Pour un actionnaire ou un investisseur qui souhaite se forger une opinion, quatre vérifications s’imposent, dans cet ordre.
Premièrement, lire le prospectus visé par l’AMMC (réf. VI/EM/025/2026) : c’est le seul document qui expose l’emploi des fonds, la situation financière détaillée et les facteurs de risque. Deuxièmement, vérifier les dates opérationnelles exactes — détachement des droits, admission des titres nouveaux — qui déterminent qui reçoit les droits et quand. Troisièmement, consulter les états de synthèse certifiés, que la société met à disposition dans son espace investisseurs. Quatrièmement, se rapprocher de son teneur de compte : c’est à lui que doit être remis le bulletin de souscription, du 27 juillet au 17 août inclus, et lui seul confirmera les modalités pratiques applicables.
Un mot pour finir sur ce que cette opération dit de la place. Trois augmentations de capital et une introduction en bourse en un mois, avec des formats variés — avec ou sans droit préférentiel, au prix de marché ou avec décote — témoignent d’un marché primaire actif, qui tranche avec la mollesse des volumes du secondaire. Des entreprises marocaines se financent en fonds propres plutôt qu’en dette, et le marché joue son rôle. C’est, indépendamment du sort de chaque opération prise isolément, une évolution favorable pour la Bourse de Casablanca.
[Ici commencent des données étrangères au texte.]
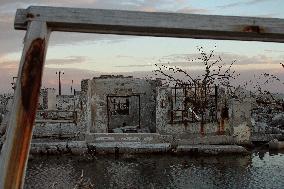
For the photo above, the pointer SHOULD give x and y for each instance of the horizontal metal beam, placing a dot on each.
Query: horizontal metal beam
(153, 23)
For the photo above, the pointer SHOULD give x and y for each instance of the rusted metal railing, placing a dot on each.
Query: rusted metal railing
(39, 21)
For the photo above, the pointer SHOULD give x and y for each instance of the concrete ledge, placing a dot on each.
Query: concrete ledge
(130, 147)
(212, 140)
(73, 147)
(211, 149)
(259, 137)
(128, 137)
(276, 145)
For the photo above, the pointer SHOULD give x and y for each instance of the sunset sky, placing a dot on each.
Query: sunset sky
(87, 55)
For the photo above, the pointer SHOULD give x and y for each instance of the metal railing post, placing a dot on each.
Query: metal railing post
(15, 151)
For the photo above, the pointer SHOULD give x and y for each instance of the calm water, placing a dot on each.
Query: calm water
(258, 170)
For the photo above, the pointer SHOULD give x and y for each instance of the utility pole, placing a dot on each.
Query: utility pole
(14, 83)
(72, 87)
(59, 81)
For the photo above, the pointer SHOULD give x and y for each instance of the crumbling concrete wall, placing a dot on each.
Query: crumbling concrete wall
(232, 119)
(240, 119)
(136, 96)
(67, 120)
(163, 118)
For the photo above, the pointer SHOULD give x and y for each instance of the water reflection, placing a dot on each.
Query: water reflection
(258, 170)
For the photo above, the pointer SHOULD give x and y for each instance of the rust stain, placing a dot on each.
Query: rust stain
(30, 15)
(30, 85)
(252, 29)
(31, 73)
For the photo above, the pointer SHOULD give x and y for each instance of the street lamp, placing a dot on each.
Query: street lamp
(59, 81)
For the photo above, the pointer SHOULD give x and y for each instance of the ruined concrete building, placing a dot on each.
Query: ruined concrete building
(118, 104)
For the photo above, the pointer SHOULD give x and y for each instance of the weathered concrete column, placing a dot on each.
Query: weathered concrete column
(14, 155)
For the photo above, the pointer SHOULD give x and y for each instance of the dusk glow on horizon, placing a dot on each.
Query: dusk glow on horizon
(83, 55)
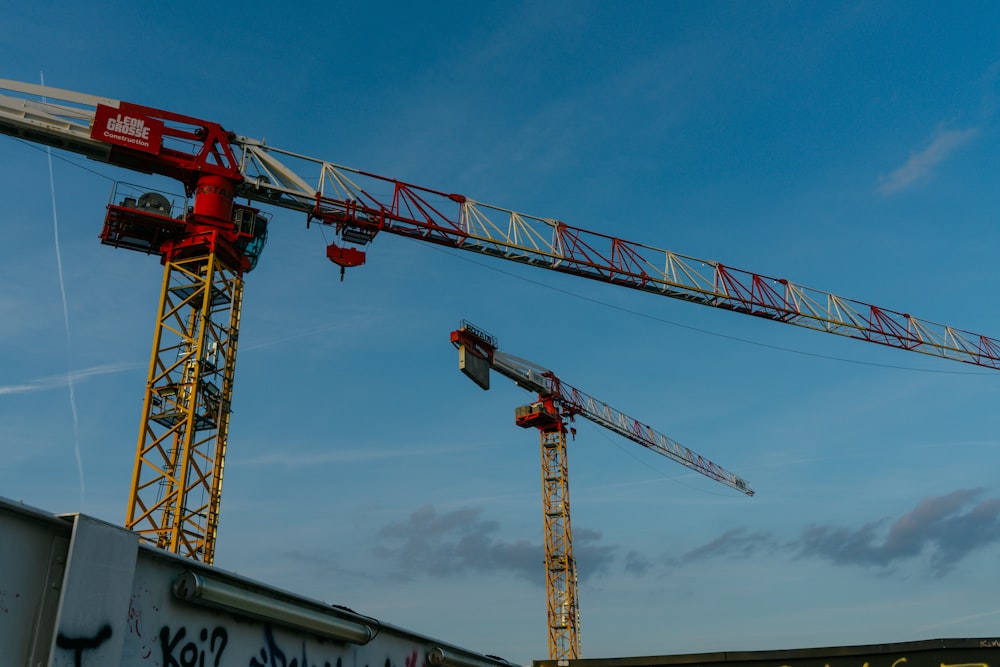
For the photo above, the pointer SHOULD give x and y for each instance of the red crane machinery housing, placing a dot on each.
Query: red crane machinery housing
(208, 242)
(558, 404)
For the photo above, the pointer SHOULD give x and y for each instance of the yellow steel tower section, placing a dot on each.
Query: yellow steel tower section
(560, 566)
(177, 479)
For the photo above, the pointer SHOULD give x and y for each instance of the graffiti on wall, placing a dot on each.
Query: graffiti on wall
(79, 645)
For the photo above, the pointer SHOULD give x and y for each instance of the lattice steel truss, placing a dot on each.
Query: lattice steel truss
(177, 479)
(560, 566)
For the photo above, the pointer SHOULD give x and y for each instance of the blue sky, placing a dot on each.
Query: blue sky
(849, 147)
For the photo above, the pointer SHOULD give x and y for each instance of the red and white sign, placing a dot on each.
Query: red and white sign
(120, 127)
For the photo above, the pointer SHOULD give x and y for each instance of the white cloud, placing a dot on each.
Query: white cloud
(921, 164)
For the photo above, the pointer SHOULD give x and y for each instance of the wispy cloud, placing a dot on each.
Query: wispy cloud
(919, 165)
(945, 529)
(450, 543)
(62, 381)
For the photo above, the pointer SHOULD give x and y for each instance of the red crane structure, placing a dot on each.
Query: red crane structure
(208, 242)
(557, 405)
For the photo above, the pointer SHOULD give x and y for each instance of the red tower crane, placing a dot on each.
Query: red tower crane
(207, 242)
(558, 404)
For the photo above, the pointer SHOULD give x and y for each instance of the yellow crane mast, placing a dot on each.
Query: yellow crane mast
(558, 404)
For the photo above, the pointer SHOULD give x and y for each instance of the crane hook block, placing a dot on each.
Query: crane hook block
(345, 257)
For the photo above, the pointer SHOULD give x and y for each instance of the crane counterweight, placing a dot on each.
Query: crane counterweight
(558, 404)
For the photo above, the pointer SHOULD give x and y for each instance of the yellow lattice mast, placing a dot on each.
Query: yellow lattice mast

Avertissement. Cet article est fourni à titre informatif et ne constitue ni un conseil en investissement, ni une recommandation de souscrire, d’acheter ou de vendre. Il repose sur l’avis d’émission publié par l’émetteur et sur des calculs explicitement signalés comme tels ; la parité, le nombre de titres existants, la dilution et la valeur théorique du droit sont des reconstitutions arithmétiques, cohérentes entre elles et avec les données de marché observées, mais qui ne se substituent pas au prospectus. Les valeurs théoriques de droit présentées sont des repères de calcul, non des prévisions : le prix effectif dépendra du marché. Aucun objectif de cours n’est formulé ici. Toute personne souhaitant participer à l’opération est invitée à consulter le prospectus visé par l’AMMC, qui seul fait foi, ainsi que son teneur de compte. Tout investissement en instruments financiers comporte des risques, dont un risque de perte en capital.